Des scientifiques de l'Observatoire européen austral (ESO) ont réussi à prendre l'image détaillée d'une étoile dans une galaxie autre que notre Voie lactée, une première qui va leur permettre de mieux étudier cet astre en fin de vie. Distante de 160.000 années-lumière, l'étoile WOH G64 est située dans le Grand Nuage de Magellan, une petite galaxie satellite de la nôtre.
WOH G64 : une supergéante rouge en fin de cycle
Surnommée "l'étoile colossale" par les astronomes, WOH G64 est environ 2.000 fois plus grosse que notre Soleil et est classée parmi les supergéantes rouges, une des dernières étapes de l'évolution des étoiles massives avant leur explosion en supernova. "Nous avons découvert un cocon en forme d'œuf entourant étroitement l'étoile", détaille dans un communiqué de l'ESO Keiichi Ohnaka, astrophysicien de l'Université Andrés Bello au Chili. La forme ovoïde au centre représente la matière éjectée par l'étoile centrale, et l'anneau ovale qui l'entoure pourrait également être constitué de matière éjectée par l'étoile.
Observations inédites
Les scientifiques avaient des "indices" que l'environnement de l'étoile n'était pas sphérique, mais aucune image n'avait été prise jusqu'à présent. "Grâce à cette image, nous pouvons créer un meilleur modèle informatique de l'étoile et étudier comment elle éjecte de la matière avant sa disparition", explique le chercheur, qui a dirigé une étude sur ces observations, publiée jeudi dans la revue "Astronomy & Astrophysics". Ce cocon allongé, signe que l'étoile "éjecte plus de matière dans certaines directions que dans d'autres", pourrait être une conséquence de son interaction avec une autre étoile, selon Keiichi Ohnaka. "Bien que nous n'ayons pas encore trouvé une seconde étoile, un tel compagnon pourrait exister et rester difficile à détecter si elle est beaucoup plus faible que l'étoile principale", avance-t-il.
L'équipe de Keiichi Ohnaka s'intéresse à cette étoile géante depuis longtemps. En 2005 et 2007, ces astronomes ont utilisé l'interféromètre du Très grand télescope (le VLTI) de l'ESO au Chili pour en apprendre davantage sur ses caractéristiques. Mais à l'époque, l'interféromètre ne combinait la lumière que de deux des lunettes astronomiques du VLT. Pour obtenir l'image publiée jeudi, les astronomes ont dû attendre le développement de l'instrument Gravity, qui permet de capturer la lumière de quatre lunettes, créant des images cosmiques très détaillées.
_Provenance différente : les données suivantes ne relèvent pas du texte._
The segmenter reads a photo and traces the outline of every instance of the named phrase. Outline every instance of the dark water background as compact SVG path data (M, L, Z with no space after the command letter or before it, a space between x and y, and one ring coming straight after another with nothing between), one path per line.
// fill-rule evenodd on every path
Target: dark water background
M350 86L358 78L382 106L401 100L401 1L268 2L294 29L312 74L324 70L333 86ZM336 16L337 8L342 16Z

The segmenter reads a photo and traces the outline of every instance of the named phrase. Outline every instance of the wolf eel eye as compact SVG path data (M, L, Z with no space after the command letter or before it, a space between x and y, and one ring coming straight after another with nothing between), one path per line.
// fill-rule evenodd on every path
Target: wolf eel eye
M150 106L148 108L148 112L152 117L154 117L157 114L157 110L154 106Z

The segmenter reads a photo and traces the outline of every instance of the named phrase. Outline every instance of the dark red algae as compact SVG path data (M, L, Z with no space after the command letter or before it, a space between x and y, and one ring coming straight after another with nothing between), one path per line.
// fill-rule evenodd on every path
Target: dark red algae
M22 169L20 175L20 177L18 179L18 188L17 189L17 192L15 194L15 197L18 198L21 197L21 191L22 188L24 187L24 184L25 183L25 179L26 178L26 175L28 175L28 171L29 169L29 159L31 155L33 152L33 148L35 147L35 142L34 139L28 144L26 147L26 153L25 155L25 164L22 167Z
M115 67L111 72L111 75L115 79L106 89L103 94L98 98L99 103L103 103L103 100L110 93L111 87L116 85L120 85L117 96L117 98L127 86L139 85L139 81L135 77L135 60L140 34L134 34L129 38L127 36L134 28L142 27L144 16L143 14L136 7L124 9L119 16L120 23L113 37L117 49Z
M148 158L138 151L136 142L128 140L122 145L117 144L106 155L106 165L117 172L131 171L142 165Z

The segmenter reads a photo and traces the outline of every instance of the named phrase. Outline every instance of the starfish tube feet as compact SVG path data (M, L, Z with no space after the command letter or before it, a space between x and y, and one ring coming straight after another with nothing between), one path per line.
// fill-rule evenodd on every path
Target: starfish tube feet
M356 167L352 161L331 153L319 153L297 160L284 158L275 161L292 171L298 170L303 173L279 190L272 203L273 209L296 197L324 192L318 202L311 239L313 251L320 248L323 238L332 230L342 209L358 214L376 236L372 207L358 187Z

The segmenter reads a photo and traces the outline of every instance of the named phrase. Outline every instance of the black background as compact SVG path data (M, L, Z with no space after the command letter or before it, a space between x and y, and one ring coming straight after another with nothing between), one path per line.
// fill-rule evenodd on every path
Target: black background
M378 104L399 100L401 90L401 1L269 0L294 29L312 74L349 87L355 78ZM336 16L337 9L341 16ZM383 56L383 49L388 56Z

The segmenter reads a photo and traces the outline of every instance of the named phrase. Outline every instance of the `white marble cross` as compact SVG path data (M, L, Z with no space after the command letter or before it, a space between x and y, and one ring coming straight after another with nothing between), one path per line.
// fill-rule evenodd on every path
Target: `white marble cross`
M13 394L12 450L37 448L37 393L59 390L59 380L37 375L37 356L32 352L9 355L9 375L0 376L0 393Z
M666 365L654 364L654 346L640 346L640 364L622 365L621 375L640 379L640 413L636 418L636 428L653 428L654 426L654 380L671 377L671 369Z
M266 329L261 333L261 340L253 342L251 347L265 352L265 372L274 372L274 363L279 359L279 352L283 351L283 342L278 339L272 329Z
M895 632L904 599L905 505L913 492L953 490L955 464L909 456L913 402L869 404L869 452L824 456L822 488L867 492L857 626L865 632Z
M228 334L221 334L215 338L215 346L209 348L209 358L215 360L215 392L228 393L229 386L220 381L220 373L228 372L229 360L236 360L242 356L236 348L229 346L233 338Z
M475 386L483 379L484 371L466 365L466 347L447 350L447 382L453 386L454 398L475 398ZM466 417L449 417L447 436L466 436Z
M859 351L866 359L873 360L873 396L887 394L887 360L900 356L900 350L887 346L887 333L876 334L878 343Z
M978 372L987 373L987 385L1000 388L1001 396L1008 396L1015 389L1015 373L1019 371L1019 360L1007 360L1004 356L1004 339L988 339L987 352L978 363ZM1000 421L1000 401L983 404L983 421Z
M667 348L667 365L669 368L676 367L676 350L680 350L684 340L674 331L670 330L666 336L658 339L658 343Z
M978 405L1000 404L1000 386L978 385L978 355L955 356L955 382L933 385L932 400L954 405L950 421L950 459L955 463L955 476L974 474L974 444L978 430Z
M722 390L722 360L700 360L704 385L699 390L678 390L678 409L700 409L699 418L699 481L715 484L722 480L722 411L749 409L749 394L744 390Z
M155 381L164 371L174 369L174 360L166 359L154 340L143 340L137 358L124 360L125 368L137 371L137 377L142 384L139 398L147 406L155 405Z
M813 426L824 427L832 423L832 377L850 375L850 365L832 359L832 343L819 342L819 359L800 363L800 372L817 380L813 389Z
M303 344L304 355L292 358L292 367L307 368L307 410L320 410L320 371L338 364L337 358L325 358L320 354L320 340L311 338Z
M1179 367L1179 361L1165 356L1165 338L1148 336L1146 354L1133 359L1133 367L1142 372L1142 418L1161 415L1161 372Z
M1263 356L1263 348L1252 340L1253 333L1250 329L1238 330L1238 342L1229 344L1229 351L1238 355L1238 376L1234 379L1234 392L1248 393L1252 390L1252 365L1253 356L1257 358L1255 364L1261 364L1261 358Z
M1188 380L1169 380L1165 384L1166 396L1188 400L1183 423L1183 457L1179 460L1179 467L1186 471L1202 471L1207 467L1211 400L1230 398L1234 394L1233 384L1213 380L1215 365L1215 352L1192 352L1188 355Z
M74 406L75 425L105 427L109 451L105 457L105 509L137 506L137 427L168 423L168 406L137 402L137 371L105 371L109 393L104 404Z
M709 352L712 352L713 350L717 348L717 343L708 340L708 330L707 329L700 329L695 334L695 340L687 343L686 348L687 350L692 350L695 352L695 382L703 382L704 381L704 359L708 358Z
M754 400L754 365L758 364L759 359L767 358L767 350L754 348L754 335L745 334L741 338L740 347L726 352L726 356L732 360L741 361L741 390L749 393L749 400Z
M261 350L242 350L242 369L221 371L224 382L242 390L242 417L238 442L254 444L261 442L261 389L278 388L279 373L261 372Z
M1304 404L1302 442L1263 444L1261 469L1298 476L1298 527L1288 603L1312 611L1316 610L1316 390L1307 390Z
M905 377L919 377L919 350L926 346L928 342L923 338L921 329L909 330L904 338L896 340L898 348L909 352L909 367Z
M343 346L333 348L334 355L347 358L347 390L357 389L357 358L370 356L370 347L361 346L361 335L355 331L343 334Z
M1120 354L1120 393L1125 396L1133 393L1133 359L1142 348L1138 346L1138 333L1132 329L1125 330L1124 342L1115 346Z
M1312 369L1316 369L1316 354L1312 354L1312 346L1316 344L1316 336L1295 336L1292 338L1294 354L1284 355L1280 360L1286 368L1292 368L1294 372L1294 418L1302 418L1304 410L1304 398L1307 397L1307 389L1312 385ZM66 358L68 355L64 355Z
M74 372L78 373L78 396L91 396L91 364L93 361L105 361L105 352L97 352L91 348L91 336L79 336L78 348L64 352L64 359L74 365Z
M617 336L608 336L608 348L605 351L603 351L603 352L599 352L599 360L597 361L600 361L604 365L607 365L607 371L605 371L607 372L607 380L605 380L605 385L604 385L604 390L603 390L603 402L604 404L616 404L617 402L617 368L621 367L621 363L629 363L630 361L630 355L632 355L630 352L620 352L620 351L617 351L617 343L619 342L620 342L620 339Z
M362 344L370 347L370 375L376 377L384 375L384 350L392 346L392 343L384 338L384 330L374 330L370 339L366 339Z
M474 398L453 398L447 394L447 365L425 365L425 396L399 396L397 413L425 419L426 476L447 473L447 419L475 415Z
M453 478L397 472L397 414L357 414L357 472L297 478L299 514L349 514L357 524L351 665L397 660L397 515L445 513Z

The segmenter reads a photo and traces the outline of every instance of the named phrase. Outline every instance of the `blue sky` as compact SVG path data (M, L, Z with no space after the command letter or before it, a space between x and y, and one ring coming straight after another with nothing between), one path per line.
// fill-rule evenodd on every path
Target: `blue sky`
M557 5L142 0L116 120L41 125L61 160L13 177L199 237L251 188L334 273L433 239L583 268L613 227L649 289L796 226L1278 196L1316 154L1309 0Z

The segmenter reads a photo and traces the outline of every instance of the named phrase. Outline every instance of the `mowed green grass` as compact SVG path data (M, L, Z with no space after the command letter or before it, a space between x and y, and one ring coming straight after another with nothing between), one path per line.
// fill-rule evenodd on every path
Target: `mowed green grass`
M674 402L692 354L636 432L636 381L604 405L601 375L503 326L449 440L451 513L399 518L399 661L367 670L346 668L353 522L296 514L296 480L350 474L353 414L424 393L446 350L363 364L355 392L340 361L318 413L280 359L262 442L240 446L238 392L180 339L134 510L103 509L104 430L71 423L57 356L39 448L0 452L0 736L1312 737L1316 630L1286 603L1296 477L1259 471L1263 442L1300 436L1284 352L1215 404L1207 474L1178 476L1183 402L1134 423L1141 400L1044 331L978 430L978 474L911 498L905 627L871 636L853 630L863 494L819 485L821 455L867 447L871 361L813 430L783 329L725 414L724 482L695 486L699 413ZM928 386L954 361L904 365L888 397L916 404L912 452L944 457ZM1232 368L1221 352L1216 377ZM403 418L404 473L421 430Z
En comparant ces nouveaux résultats avec les observations précédentes, ils ont constaté que WOH G64 était devenue moins lumineuse au cours de la dernière décennie. Elle a "subi un changement significatif au cours des dix dernières années, nous offrant une opportunité rare d'observer la vie d'une étoile en temps réel", déclare Gerd Weigelt, co-auteur de l'étude cité dans le communiqué et professeur d'astronomie à l'Institut Max Planck à Bonn (Allemagne).
Dans leurs dernières étapes de vie, avant d'exploser en supernova, les supergéantes rouges perdent leurs couches externes de gaz et de poussière, lors d'un processus qui peut durer des centaines de milliers d'années. Les scientifiques qui ont observé WOH G64 pensent que les matériaux expulsés pourraient être responsables de son assombrissement et que celui-ci pourrait signifier que l'étoile est entrée dans une nouvelle phase de son cycle de fin de vie. "Ou bien elle pourrait revenir à son état précédent après un certain temps, bien que nous ne sachions pas combien de temps cela pourrait prendre. C'est précisément pour cette raison que nous pensons qu'il est important de surveiller cette étoile en l'observant avec différents télescopes et instruments", souligne Keiichi Ohnaka.
À mesure que l'étoile s'assombrit, il devient de plus en plus difficile de prendre d'autres images rapprochées, même avec le VLTI. Mais les mises à jour prévues des instruments du télescope pourraient changer cela prochainement.